# Batt For Omega F300



## Roger the Dodger (Oct 5, 2009)

Just a quickie, chaps....changing the battery in my brothers F300...the one I've taken out is a Renata 344....I can't seem to find an alternative in the battery info above (Pinned topic)

Can anyone give me a couple of alternatives before I head off down the shops! Thanks :notworthy:


----------



## Silver Hawk (Dec 2, 2003)

Why do you want an alternative? 344 is pretty common. Jap number is SR1136SW


----------



## Roger the Dodger (Oct 5, 2009)

Silver Hawk said:


> Why do you want an alternative? 344 is pretty common.
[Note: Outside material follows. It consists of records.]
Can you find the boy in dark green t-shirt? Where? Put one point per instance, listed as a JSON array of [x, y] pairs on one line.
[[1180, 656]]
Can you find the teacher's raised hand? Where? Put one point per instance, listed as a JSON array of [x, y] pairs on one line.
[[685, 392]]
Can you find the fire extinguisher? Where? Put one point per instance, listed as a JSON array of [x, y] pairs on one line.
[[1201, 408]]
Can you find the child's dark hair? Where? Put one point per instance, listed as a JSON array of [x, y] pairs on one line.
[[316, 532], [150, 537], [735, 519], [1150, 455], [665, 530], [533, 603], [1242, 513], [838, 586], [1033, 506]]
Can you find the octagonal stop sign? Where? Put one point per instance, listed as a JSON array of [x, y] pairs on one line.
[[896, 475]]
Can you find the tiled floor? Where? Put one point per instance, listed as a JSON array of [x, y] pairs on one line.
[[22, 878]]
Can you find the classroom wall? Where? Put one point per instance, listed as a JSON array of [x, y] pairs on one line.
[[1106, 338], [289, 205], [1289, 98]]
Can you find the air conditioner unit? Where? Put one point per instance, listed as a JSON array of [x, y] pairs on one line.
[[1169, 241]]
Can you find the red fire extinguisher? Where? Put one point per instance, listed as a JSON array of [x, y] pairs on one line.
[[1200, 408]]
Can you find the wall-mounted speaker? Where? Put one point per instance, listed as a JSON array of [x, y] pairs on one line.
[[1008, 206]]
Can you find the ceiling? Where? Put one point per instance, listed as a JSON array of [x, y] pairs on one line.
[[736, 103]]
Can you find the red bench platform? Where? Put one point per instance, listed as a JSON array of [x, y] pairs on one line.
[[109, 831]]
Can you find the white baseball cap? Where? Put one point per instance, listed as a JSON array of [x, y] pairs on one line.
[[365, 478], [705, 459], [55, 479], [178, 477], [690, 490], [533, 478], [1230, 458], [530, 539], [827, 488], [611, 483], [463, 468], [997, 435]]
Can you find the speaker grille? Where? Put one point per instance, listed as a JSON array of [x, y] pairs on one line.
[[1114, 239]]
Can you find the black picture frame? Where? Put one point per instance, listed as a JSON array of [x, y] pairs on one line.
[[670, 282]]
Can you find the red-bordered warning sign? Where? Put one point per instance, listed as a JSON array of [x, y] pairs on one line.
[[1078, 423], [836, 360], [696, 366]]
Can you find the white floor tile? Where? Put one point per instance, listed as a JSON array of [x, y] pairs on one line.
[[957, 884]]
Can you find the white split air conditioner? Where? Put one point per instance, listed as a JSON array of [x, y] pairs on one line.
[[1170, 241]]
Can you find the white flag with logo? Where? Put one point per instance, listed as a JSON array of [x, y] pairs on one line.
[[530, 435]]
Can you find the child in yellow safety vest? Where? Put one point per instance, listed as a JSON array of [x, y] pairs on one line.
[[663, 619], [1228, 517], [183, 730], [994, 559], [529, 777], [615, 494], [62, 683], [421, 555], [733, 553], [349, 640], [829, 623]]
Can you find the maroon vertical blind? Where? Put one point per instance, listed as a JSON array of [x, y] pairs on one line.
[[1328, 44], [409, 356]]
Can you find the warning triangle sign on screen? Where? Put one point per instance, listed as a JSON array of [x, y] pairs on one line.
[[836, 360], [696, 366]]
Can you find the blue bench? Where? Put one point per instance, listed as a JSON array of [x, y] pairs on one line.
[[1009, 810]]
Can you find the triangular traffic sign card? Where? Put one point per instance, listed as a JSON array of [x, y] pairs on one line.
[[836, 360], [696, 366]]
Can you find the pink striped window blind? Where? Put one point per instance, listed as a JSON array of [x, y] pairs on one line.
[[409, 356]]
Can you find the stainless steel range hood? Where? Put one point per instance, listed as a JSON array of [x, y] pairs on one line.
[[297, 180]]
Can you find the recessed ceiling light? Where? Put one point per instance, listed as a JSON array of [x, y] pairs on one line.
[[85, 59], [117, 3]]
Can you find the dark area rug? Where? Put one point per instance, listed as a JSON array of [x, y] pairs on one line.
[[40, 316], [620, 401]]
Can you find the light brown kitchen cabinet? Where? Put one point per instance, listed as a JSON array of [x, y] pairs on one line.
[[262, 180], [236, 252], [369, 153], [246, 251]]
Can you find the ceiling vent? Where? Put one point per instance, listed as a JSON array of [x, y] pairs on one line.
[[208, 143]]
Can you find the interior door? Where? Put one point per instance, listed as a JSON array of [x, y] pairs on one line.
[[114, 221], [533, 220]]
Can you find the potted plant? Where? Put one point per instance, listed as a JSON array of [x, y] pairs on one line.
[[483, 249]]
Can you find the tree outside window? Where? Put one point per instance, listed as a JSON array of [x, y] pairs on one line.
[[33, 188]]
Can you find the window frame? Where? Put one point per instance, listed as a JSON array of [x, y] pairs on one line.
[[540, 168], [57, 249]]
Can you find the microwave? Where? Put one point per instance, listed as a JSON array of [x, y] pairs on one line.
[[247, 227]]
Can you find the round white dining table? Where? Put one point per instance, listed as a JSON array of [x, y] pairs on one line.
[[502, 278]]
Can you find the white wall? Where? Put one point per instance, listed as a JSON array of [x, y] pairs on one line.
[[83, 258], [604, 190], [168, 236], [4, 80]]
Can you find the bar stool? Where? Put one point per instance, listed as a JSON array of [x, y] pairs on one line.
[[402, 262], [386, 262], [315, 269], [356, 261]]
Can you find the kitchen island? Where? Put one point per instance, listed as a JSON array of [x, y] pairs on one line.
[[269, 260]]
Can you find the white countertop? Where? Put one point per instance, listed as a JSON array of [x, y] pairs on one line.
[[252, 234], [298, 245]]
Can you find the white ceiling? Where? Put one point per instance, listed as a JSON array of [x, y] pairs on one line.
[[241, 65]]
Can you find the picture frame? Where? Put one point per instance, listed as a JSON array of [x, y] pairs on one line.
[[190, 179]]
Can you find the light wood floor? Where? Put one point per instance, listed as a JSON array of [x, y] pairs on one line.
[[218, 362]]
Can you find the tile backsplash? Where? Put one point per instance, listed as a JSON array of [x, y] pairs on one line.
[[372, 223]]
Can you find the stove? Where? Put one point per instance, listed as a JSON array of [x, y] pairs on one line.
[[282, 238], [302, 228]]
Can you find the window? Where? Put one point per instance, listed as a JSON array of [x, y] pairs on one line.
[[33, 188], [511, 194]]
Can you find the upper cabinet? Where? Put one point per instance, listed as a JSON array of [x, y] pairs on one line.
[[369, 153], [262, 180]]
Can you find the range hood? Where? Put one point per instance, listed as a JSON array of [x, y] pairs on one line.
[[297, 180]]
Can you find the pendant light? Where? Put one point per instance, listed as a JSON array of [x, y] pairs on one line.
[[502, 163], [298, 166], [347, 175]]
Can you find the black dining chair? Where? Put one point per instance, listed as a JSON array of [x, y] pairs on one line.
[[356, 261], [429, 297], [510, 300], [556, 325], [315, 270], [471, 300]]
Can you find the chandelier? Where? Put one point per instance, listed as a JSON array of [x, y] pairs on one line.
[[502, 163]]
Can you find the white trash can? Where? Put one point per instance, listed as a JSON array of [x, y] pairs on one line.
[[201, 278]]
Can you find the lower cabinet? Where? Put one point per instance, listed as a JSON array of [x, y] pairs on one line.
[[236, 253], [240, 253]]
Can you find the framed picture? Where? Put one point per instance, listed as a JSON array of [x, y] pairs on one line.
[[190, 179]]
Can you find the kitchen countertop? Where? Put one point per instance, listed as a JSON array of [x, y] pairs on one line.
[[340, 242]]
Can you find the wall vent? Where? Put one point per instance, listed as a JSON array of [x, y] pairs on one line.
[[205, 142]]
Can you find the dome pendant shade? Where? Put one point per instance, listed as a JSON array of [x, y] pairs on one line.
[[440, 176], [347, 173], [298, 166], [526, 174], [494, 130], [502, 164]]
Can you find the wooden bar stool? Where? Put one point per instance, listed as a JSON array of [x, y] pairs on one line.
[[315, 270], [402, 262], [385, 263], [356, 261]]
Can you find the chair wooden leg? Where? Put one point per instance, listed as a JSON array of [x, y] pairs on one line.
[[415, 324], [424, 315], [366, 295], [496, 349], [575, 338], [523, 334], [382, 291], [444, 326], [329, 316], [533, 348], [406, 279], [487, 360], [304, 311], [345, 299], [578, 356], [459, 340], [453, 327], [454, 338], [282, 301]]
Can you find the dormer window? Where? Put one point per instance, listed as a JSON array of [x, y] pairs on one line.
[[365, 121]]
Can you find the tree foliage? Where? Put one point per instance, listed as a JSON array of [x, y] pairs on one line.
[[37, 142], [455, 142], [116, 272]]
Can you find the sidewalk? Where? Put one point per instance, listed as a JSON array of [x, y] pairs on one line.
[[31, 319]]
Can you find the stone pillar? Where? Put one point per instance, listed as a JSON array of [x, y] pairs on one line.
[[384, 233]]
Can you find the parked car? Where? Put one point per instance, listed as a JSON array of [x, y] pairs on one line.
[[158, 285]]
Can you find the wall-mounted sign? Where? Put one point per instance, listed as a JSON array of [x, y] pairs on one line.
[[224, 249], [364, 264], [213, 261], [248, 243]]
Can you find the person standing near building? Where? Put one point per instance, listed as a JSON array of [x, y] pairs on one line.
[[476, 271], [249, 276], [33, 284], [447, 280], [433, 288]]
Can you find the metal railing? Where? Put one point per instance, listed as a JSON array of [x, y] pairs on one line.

Jap number is SR1136SW


Thanks for getting back so quickly Silver Hawk....a 344 will be fine...it's just that if I go into Timpsons or Goldsmiths and show them the battery, I've got some alternatives to quote when they say...Nah...haven't got one of them, mate!


----------



## gaz64 (May 5, 2009)

Timpsons battery for life it's the way forward


----------



## Roger the Dodger (Oct 5, 2009)

Thanks for the help chaps....picked up a 344 in Goldsmiths no problem....watch humming along nicely, now. (I realize I might have been a bit confusing in the OP....what I meant was alternative battery numbers/codes for '344'... not a different battery....)


----------



## gaz64 (May 5, 2009)

Get a few spares from Roy so you have them in


----------



## luddite (Dec 11, 2009)

gaz64 said:


> Timpsons battery for life it's the way forward


Could you give details of this please?


----------



## gaz64 (May 5, 2009)

luddite said:


> gaz64 said:
> 
> 
> > Timpsons battery for life it's the way forward
> ...


Get your battery replaced in timpsons and they give you a little card with the details of your watch on they then undertake to replace the battery free of charge when it runs out and again and again.......

The of course rely on people losing the card or forgetting it etc


----------



## feenix (May 27, 2008)

Not so sure I'd want one of the guys at Timpson's near any Omega I owned :butcher:


----------



## luddite (Dec 11, 2009)

feenix said:


> Not so sure I'd want one of the guys at Timpson's near any Omega I owned :butcher:


Ditto, I own 6 hummers, one an Omega, which will never see the inside of Timpsons.


----------